For a number of reasons, to many fans - and more so to the rest of the world' - Blue Velvet' is still David Lynch´s masterpiece. Apart from the outstanding performances and wonderful visual  style, the film manages to keep the balance between a tight narrative and a mere abstract world; between distance and irony; between being mysterious and being hermetical. Unlike some of his following movies, the audience are invited to identify with a protagonist, the young Jeffrey Beaumont,  who is both lost in the dark world and yet capable to exist in the innocent part of the world.

In retrospect, this film looks like it finally created the definitive David Lynch-image that would remain intact no matter how the following films would look like.  

Some posters for the video release dubbed it "the most talked about movie of the decade", which is certainly also true for film critics (feminism / intertextuality/ Wizard of Oz)

- 'Blue Velvet' certainly pays homage to a couple of Alfred Hitchock`s movies like 'Psycho' and 'Rear Window' and it sounds like David Lynch has a cameo appearence in this movie as well: if you listen closely to 'that f***ing police radio' during the final showdown, it appears to be Lynch at the end of the line.  

 - "He put his disease in me...": In 1987, the media coverage was dominated by complete hysteria: AIDS dominated the media. Facing the taboos and  combination of sexuality and terror (incest, rape, fetish, homosexuality) it certainly might be a background to consider here.
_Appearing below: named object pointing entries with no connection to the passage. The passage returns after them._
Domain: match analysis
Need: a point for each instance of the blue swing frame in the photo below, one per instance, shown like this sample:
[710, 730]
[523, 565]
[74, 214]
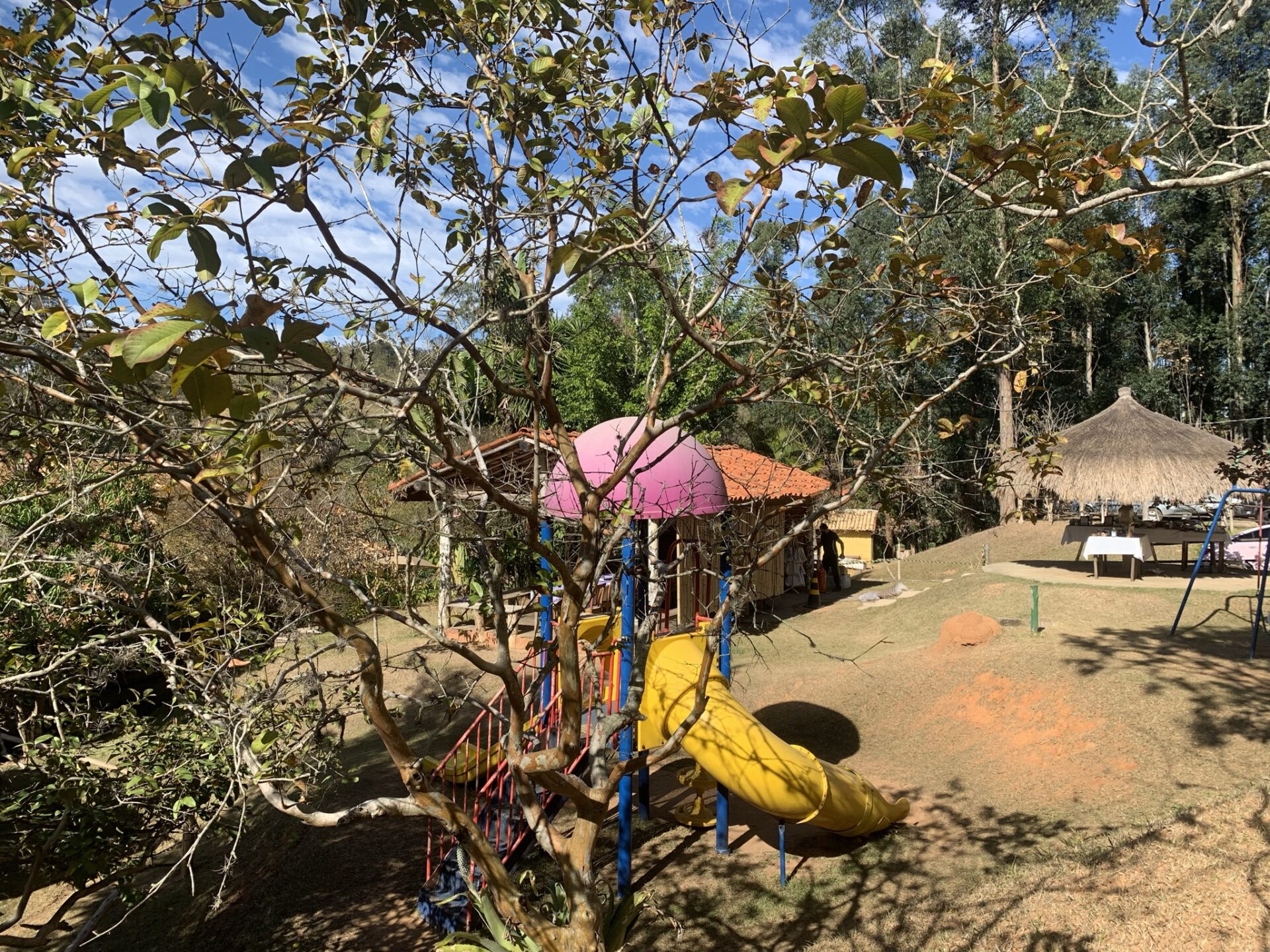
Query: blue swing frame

- Many scenes not included in the theatrical  version but in the shooting script still exist: Dorothy`s attempted suicide, the "lighting / breast-scene" (to which one Italian promo poster refers), the scene with the cut ear in the toilet and many more, hopefully they`ll be released in some form someday.

- Lynch`s initial choice for the female lead was the German actress Hanna Schygulla.

- According to a Jack Nance interview for 'Wrapped in Plastic' the name 'Blue Velvet' was made up during the shooting of Eraserhead.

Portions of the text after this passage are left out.